When NBC announced plans for “The Slap,” it sounded like a joke, or possibly a James Franco art installation. A miniseries revolving around a man who slaps someone else's child at a backyard barbecue? That's the whole thing? Even upon learning that it was based on an Australian miniseries, which was in turn adapted from a book, it was hard to imagine that this was an actual thing the NBC television network was trying in the year 2015. On-air promos for the miniseries (which debuts tomorrow night at 8) play more like “SNL” parodies than ads for a real show.
Well, I am here to tell you that “The Slap” is not a joke. It is humorless, pretentious, a waste of a number of good performances, and about as subtle as its title action, but it is also very real.
Adapted from the Aussie miniseries by playwright and “Brothers & Sisters” creator Jon Robin Baitz, “The Slap” wants to be many things: a provocative discussion of modern parenting styles, a multi-layered character study, a commentary on marriage and economic inequality and the shortcomings of our legal system. But it approaches all these subjects in the loudest, most cliched and obnoxious way possible, so that the whole thing just becomes noise.
Each episode is told from the point of view of a different character, and we are first introduced to Hector Apostolou (Peter Sarsgaard), frustrated civil servant going through all the requisite motions of TV mid-life crises, short of buying a vintage sports car from his wealthy cousin Harry (Zachary Quinto).
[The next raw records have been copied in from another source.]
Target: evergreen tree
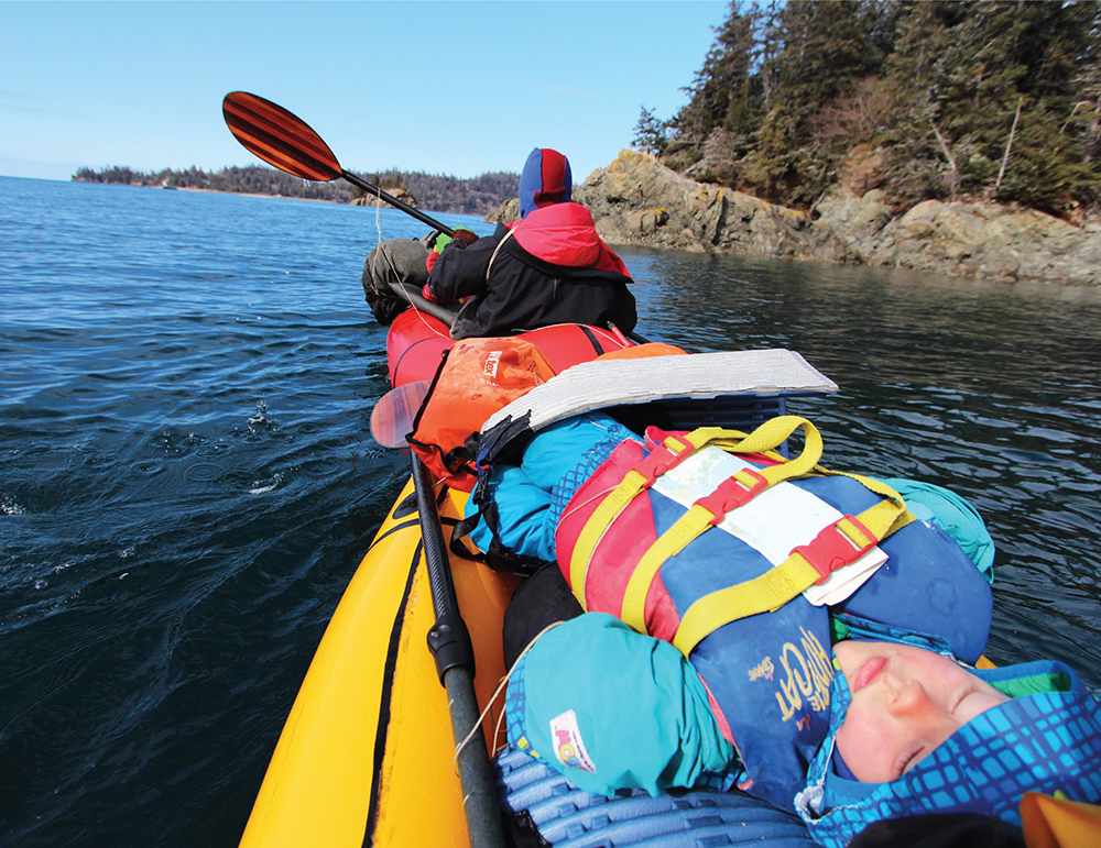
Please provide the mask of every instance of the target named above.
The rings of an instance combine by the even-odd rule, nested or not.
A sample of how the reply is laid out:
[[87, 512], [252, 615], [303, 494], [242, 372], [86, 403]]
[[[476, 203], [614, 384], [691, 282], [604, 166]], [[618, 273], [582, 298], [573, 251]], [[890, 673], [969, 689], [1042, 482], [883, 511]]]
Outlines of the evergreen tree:
[[661, 155], [667, 141], [666, 123], [654, 115], [653, 109], [647, 109], [644, 106], [640, 109], [639, 123], [634, 125], [634, 140], [631, 142], [631, 146], [643, 153]]

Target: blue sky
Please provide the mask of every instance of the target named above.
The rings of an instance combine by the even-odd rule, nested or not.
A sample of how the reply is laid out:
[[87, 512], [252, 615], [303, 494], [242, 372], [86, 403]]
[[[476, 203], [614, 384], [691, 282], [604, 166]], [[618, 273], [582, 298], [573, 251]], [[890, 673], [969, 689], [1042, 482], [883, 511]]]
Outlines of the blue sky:
[[257, 159], [221, 99], [309, 123], [345, 168], [470, 177], [556, 147], [580, 183], [640, 107], [686, 102], [723, 0], [3, 2], [0, 175]]

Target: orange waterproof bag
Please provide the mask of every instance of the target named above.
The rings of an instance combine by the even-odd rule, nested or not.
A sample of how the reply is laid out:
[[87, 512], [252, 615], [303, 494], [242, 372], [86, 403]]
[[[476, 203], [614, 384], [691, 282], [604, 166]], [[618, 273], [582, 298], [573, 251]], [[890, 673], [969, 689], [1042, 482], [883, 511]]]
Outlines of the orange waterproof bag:
[[473, 436], [498, 409], [546, 383], [554, 368], [538, 348], [515, 337], [464, 339], [444, 351], [432, 387], [405, 437], [447, 485], [478, 481]]

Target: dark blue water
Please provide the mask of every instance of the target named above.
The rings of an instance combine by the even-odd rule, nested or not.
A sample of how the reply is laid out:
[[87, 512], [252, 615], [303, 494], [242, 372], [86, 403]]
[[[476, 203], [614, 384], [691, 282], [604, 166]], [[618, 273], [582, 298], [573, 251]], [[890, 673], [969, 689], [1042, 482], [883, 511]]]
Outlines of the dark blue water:
[[[368, 434], [377, 238], [368, 209], [0, 178], [0, 845], [236, 845], [406, 474]], [[644, 334], [841, 385], [796, 409], [827, 464], [979, 506], [995, 661], [1101, 684], [1098, 293], [623, 254]]]

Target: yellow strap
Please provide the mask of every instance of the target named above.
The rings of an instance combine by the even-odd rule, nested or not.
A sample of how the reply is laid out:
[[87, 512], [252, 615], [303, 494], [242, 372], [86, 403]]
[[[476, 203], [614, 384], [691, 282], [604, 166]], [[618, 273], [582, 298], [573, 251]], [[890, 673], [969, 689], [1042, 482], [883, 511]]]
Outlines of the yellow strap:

He's distant from his wife Aisha (Thandie Newton), flirting with their teenage babysitter Connie (Makenzie Leigh), and disappearing whenever possible into the sounds of his jazz record collection.
Sarsgaard is such a good actor that he nearly makes this collection of tropes work despite themselves, but as he listens to the jazz and we hear the ponderous, over-explanatory narration from actor Victor Garber, it becomes too many tics to ignore at once. The first episode suggests the jazz might simply be our way into Hector, but the soundtrack and overall presentation are identical in the Harry-centric second episode.
What's remarkable is that Hector is one of the show's more sympathetic characters. Harry's a smug rich guy with anger issues and a myopic worldview, while the hippie parents of the child he winds up slapping (played by Thomas Sadoski and, in a reprise of her performance from the Australian “Slap,” Melissa George) are such horrible, shrieking caricatures – George's Rosie still breastfeeds their horrible, undisciplined son even though he's of elementary school age – that the only thing to root for is for an outside party to come in and repeatedly slap all of them.
Obviously, there has to be some level of ambiguity for the story to work. If Harry strikes someone else's kid for no good reason, then he's just a monster and there's no show. But Baitz (and/or the source material) pushes things so far in the other direction that the question becomes less “Was he justified in slapping the kid?” than “Is this the single worst collection of human beings presented on network TV?”
In theory, telling each episode from the perspective of a different character allows the show to go deeper, and to question the assumptions we might make about a Harry, or a Rosie, when we see them initially through Hector's eyes. But the second episode pulls off the impressive feat of making Harry somehow more loathsome and less complex than he appeared as a supporting character in Hector's story. That episode, the last sent to critics, filled me with dread about what it might be like to sit through the inevitable hour about Rosie, and made me wonder if watching more of the show would make me turn against the few relatively innocuous characters like Aisha or her TV producer friend Anouk (Uma Thurman).
Between the narration and the ham-handed dialogue, Baitz makes sure no thematic point can possibly be missed. When Harry consults a lawyer about potential jail time from the slap, he's assured, “This is not how this works, my fellow one-percenter.” Later, Harry paints the whole situation as an indictment of America itself, ranting, “What's wrong with this country? The weak suing the strong?”
Baitz and director Lisa Cholodenko (“Olive Kitteridge”) have assembled a strong cast, and they get good performances out of them, even as each actor has to deliver lines that have been metaphorically highlighted, underlined and written in all caps, lest the audience risk not following. The first episode has some interesting moments, but also many annoying ones, and the second episode doubles down on the bad while leaving behind most of the good.
If there's ever an actual parody of “The Slap” – which would first require the show to be successful enough in a difficult and inappropriate timeslot (it's much more of a 10 o'clock drama) for someone to want to spoof it – I might want to check that out. The actual thing is too unpleasant to sit through unless Baitz borrows the slap countdown clock from “How I Met Your Mother” and promises us exactly when it will be each character's turn.